[![Open In Colab](https://colab.research.google.com/assets/colab-badge.svg)](https://colab.research.google.com/drive/1ZGObhOKJCQhJJZFakc-v2ykj-hXm7K2o?usp=sharing)


# Fine-tuning RoBERTa for Topic Classification with Hugging Face Transformers and Datasets Library


This is the code for the medium post [Fine-tuning RoBERTa for Topic Classification with Hugging Face Transformers and Datasets Library](https://medium.com/@achillesmoraites/fine-tuning-roberta-for-topic-classification-with-hugging-face-transformers-and-datasets-library-c6f8432d0820).

**The code and the post assume that**:
- You have a Hugging Face 🤗 account and are familiar with the platform (at least with creating a model repo and access tokens).
- You are experienced with Machine Learning (ML), Deep Learning, and NLP.
- You have some experience with Deep learning frameworks like Pytorch or Tensorflow.
- You have coding experience with Python.
- You have access to a Jupyter Environment with a GPU that can support the training process, and you are proficient in using it.

## ⚠️Warning
The post and the accompanying code do not intend to teach ML, Deep Learning, or NLP!

The aim of the post and the code is to illustrate the process of finetuning a RoBERTa model and publishing it to the Hugging Face 🤗 platform.

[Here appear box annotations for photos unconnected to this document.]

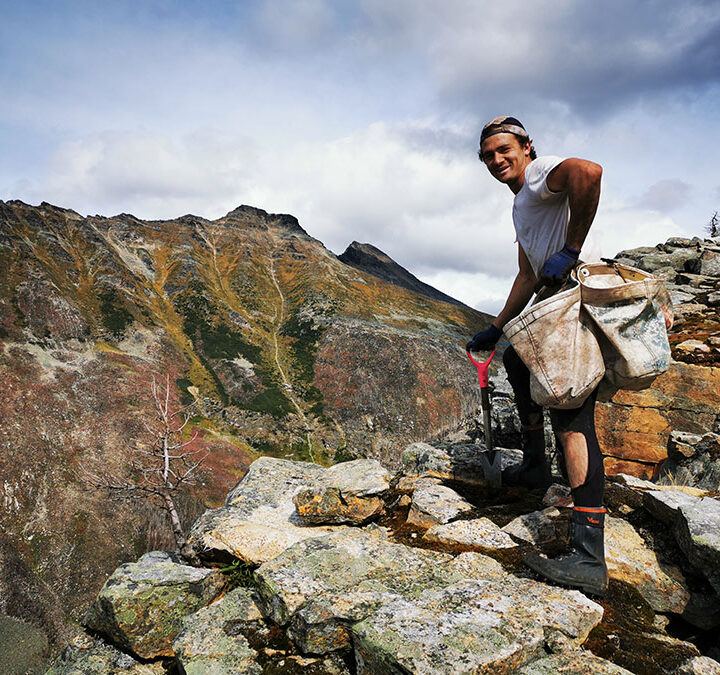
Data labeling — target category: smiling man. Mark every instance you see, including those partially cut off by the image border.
[467,117,607,595]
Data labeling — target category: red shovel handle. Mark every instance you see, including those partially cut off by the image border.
[466,349,495,389]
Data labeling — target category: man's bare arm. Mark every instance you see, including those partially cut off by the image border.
[547,158,602,251]
[493,244,537,330]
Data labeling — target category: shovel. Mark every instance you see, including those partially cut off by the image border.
[467,349,502,488]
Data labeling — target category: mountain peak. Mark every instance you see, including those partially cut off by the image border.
[218,204,307,236]
[338,241,463,305]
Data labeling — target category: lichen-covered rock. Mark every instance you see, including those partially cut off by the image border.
[188,457,344,564]
[173,588,262,675]
[643,490,699,525]
[517,650,632,675]
[502,506,560,544]
[256,531,602,673]
[407,485,473,528]
[423,518,517,549]
[83,551,225,659]
[673,656,720,675]
[674,497,720,593]
[605,517,690,614]
[45,633,165,675]
[351,575,602,675]
[293,459,391,525]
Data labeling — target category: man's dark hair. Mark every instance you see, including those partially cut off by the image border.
[478,115,537,162]
[478,132,537,164]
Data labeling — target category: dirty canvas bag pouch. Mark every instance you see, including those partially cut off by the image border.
[576,262,672,399]
[505,284,605,408]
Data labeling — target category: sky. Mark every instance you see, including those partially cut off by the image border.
[0,0,720,313]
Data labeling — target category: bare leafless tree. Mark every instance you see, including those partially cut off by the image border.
[81,375,208,564]
[705,211,720,237]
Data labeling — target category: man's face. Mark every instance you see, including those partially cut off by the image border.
[481,133,531,188]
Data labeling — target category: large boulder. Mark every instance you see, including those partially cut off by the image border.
[256,531,602,673]
[674,497,720,593]
[173,588,262,675]
[83,551,225,659]
[605,517,690,614]
[188,457,343,565]
[45,633,166,675]
[293,459,391,525]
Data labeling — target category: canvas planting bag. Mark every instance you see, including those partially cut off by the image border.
[575,263,672,399]
[505,283,605,408]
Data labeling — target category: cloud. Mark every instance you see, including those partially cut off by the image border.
[638,180,690,212]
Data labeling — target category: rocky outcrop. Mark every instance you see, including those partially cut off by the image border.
[84,551,225,659]
[597,237,720,478]
[50,443,720,675]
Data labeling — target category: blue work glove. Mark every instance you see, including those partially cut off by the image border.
[465,324,502,352]
[540,244,580,286]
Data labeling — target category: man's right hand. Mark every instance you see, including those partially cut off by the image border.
[465,324,502,352]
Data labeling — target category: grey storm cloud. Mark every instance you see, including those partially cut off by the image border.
[638,180,690,213]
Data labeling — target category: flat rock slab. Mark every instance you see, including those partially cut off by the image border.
[188,457,345,565]
[83,551,225,659]
[605,517,690,614]
[256,530,602,673]
[173,588,262,675]
[45,634,166,675]
[674,497,720,593]
[643,490,699,525]
[517,651,632,675]
[502,506,560,544]
[423,518,517,549]
[293,459,391,525]
[407,485,474,528]
[401,443,522,485]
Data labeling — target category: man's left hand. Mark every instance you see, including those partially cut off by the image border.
[540,244,580,286]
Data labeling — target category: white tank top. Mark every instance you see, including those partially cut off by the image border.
[513,155,600,276]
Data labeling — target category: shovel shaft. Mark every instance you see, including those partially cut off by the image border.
[480,387,494,450]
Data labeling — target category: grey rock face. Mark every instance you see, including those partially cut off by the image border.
[674,497,720,593]
[173,588,262,675]
[643,490,699,525]
[256,531,602,673]
[517,651,632,675]
[605,517,690,614]
[407,485,473,528]
[45,634,165,675]
[188,457,342,564]
[83,551,225,659]
[293,459,390,525]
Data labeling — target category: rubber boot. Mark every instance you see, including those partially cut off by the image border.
[502,428,552,490]
[524,506,608,595]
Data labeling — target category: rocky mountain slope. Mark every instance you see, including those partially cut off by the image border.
[0,201,488,656]
[48,443,720,675]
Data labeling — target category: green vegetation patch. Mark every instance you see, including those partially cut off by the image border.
[100,288,133,338]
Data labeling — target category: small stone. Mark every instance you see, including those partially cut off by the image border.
[673,656,720,675]
[407,485,474,528]
[543,483,573,507]
[502,506,560,544]
[675,340,710,353]
[423,518,517,549]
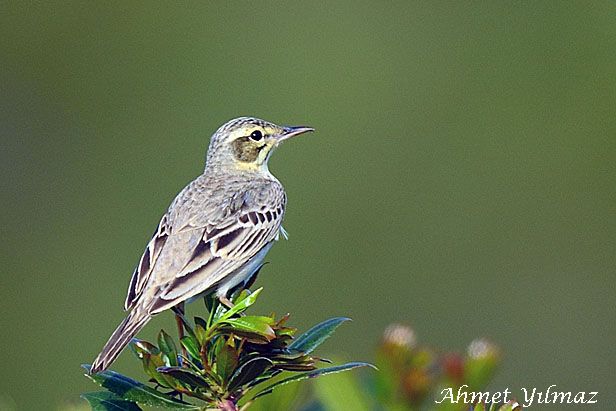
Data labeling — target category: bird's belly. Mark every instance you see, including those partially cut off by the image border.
[187,241,274,303]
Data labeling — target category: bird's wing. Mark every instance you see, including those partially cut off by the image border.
[124,213,171,310]
[148,201,283,314]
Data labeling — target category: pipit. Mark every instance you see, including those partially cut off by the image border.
[90,117,313,373]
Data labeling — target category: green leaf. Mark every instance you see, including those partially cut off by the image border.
[81,391,141,411]
[158,330,178,366]
[180,335,201,362]
[228,357,273,392]
[312,364,372,411]
[218,287,263,322]
[82,364,198,410]
[221,315,276,341]
[288,317,351,354]
[216,337,238,381]
[157,367,209,388]
[252,362,376,399]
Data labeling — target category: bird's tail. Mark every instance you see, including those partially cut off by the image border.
[90,307,152,374]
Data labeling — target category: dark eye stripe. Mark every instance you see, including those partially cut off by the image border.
[250,130,263,141]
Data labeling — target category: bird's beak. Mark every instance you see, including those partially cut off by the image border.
[278,126,314,142]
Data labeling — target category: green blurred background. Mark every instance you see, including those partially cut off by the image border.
[0,1,616,410]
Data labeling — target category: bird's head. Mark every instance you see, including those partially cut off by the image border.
[206,117,314,171]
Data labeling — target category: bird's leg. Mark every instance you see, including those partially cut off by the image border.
[172,302,188,365]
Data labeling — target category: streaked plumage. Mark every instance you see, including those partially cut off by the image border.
[91,117,312,373]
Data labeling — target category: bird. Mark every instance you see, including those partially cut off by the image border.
[90,117,314,374]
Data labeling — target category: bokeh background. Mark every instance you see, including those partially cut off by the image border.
[0,1,616,410]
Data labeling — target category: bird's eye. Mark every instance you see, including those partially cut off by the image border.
[250,130,263,141]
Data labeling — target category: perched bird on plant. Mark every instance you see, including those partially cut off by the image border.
[90,117,313,373]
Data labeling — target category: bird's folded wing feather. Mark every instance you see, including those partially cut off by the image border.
[150,208,282,314]
[125,187,285,313]
[124,213,171,310]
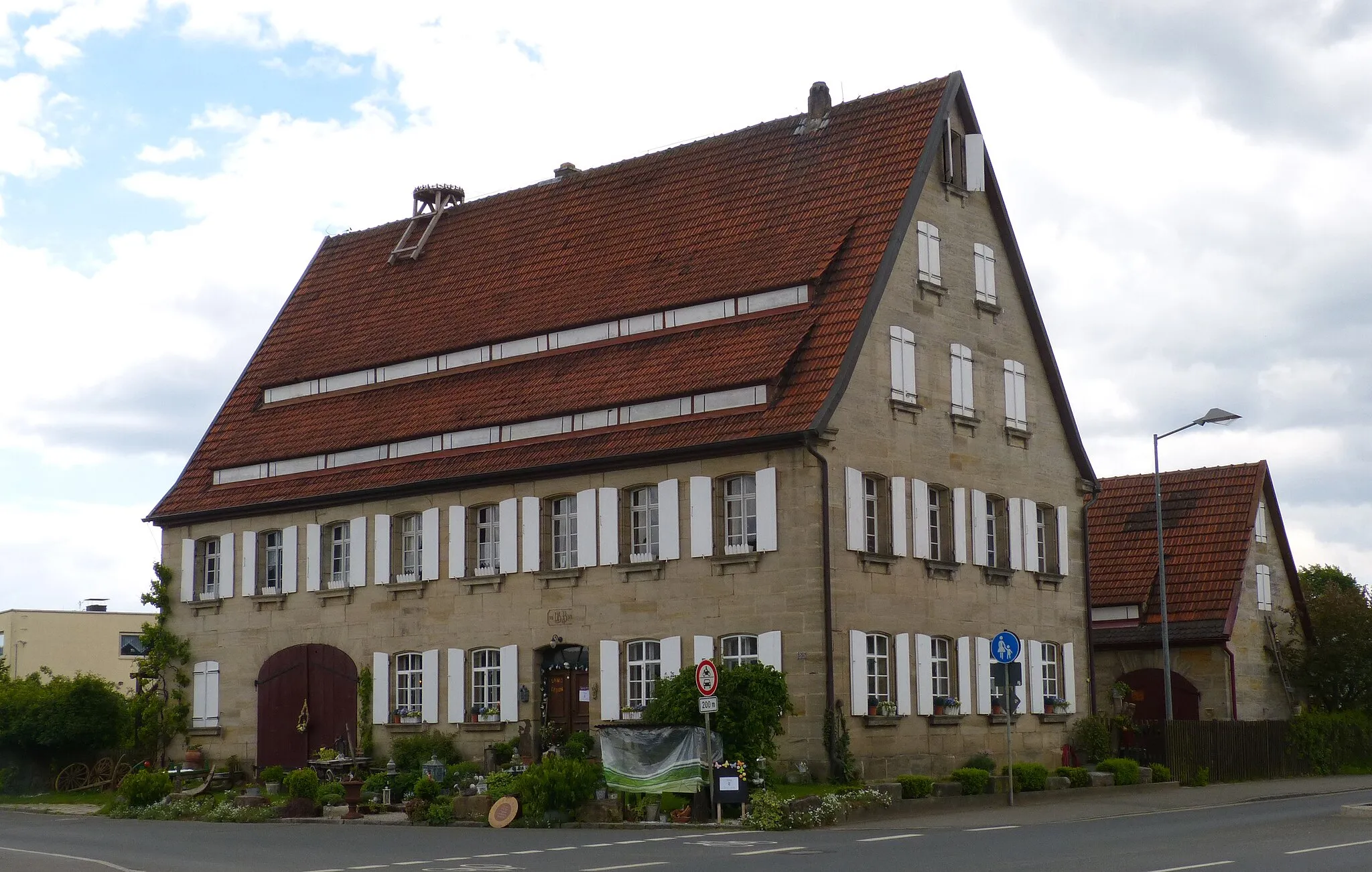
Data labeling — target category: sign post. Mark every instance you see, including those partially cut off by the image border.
[991,630,1022,805]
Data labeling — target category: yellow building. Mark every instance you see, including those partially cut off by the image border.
[0,609,152,694]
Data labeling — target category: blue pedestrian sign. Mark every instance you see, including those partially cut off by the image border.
[991,630,1020,664]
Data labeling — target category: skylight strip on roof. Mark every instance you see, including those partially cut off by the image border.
[214,384,767,484]
[262,285,809,403]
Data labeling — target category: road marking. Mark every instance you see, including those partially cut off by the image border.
[1287,839,1372,854]
[0,845,147,872]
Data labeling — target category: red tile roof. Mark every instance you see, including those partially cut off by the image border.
[151,78,961,522]
[1088,461,1267,624]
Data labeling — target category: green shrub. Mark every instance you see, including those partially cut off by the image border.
[119,769,172,808]
[520,757,602,818]
[1071,715,1110,762]
[281,769,320,801]
[1096,757,1139,786]
[896,775,935,800]
[948,766,991,795]
[314,782,343,805]
[1003,764,1048,792]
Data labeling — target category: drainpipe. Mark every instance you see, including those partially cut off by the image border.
[1081,482,1100,715]
[805,433,834,766]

Building a production-level ML model involves steps and processes not covered by the post and the code.


In [None]:
!pip install transformers datasets huggingface_hub tensorboard==2.11
!sudo apt-get install git-lfs --yes

Looking in indexes: https://pypi.org/simple, https://us-python.pkg.dev/colab-wheels/public/simple/
Collecting transformers
  Downloading transformers-4.27.3-py3-none-any.whl (6.8 MB)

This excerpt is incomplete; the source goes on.